Der zweite Bereich, in dem die Große Koalition sich den Realitäten verweigert, ist derjenige der Transportinfrastruktur. Hier sollen die jährlichen Mittel auf 4 Mrd. Euro erhöht werden, wobei die Finanzierung noch offen bleibt. Der Betrag wird kaum hinreichen, auch nur die allernötigsten Reparaturmaßnahmen zu finanzieren, zumal die Koalition auch Neubauten ausdrücklich nicht als Priorität betrachtet. Allein bei der Deutschen Bahn sind aber schon 6000 Kilometer veraltetes Schienennetz zu erneuern, ebenso 7500 Eisenbahnbrücken. Insgesamt 40 Prozent der 25.000 Brücken der Bahn wurden noch vor dem Ersten Weltkrieg errichtet, DB-Chef Rüdiger Grube nannte vor ein paar Tagen 1400 Brücken als dringend erneuerungsbedürftig, die Bahn schafft das aber derzeit nur bei 125 Brücken jährlich. Grube schließt die Notsperrung von Brücken daher nicht aus, und das heißt nichts anderes, als daß das, was für mehrere Wochen nach den Schäden der Elbeflut in diesem Frühjahr und Sommer eine schwere, wenn auch vorübergehende Beeinträchtigung des Zugverkehrs in Teilen Ostdeutschlands war, dann bundesweit auftreten wird. Der Zustand der Brücken des Straßenfernverkehrs ist nicht viel besser, auch in den Kommunen bröckeln Brücken ebenso wie Straßenbeläge.
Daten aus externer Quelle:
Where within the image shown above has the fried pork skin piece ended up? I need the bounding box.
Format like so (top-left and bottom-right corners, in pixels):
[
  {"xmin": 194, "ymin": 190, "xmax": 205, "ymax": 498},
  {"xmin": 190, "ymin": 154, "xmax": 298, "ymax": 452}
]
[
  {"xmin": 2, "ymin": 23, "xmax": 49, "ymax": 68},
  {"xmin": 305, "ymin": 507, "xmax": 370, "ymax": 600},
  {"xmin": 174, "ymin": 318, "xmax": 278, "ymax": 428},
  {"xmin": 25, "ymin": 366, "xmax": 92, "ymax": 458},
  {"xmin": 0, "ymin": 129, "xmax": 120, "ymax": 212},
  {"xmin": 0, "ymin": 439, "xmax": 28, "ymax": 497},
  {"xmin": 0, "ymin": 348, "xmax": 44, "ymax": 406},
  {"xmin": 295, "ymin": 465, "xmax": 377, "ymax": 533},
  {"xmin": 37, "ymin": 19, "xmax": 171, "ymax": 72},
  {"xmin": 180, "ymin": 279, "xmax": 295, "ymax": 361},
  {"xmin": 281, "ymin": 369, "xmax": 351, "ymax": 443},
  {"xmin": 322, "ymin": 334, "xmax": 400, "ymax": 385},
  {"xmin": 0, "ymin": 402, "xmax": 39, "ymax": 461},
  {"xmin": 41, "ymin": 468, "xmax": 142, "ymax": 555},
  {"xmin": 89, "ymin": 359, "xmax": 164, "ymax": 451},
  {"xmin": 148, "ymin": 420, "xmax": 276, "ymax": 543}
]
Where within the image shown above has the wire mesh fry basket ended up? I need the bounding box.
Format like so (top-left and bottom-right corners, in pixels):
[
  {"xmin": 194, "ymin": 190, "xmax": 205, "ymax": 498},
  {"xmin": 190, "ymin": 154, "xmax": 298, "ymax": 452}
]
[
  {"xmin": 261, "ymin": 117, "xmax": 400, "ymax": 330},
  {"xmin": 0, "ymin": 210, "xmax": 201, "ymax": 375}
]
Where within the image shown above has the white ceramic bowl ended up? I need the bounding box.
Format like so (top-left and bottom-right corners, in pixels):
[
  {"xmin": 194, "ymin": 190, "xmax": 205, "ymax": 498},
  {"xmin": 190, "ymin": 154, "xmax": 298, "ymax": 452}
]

Auch in der Binnenschiffahrt sind etliche Schleusenwerke zu erneuern, deren „Ertüchtigung” wird mit den geringen Neumitteln aus dem Bundesverkehrsministerium meist gar nicht möglich sein. Die so oft und gern angekündigte Verlagerung des Transports von der Straße auf das Wasser wird ebenso Zukunftsmusik bleiben wie die Verlagerung auf die Schiene. Überdies, das wird kaum jemals öffentlich erwähnt, fließt mehr Geld von der Bahn an den Bund als umgekehrt: Als Eigner der Bahn bekommt die Regierung zwischen einer halben und einer Milliarde Euro aus Gewinnen der Bahntätigkeit jährlich überwiesen. Daran soll sich auch bei der großen Koalition nichts ändern, denn dort redet man von den künftigen Großeinnahmen aus der PKW-Maut, mit denen dann die Instandhaltung der Verkehrswege finanziert werden soll.

Wer sich um die Infrastruktur bei Energie und Transport so wenig kümmert wie die Koalitionäre, die ohnehin die Schuldenbremse als das A und O ihrer Haushaltspolitik betrachten, läßt zwei Hauptsäulen einer modernen Industrienation verfallen und nimmt ihr damit die Zukunft. Die Große Koalition würde fast 80 Prozent der Sitze im Bundestag umfassen und könnte in vielen Bereichen wie Umwelt und Banken sogar noch auf die Stimmen der Grünen rechnen, wobei auch die Linke Großprojekte bei Energie und Infrastruktur ablehnt. Die Bürgerrechtsbewegung Solidarität als außerparlamentarische Opposition wird daher als einzige politische Kraft Deutschland gegen die fortschreitende Deindustrialisierung verteidigen.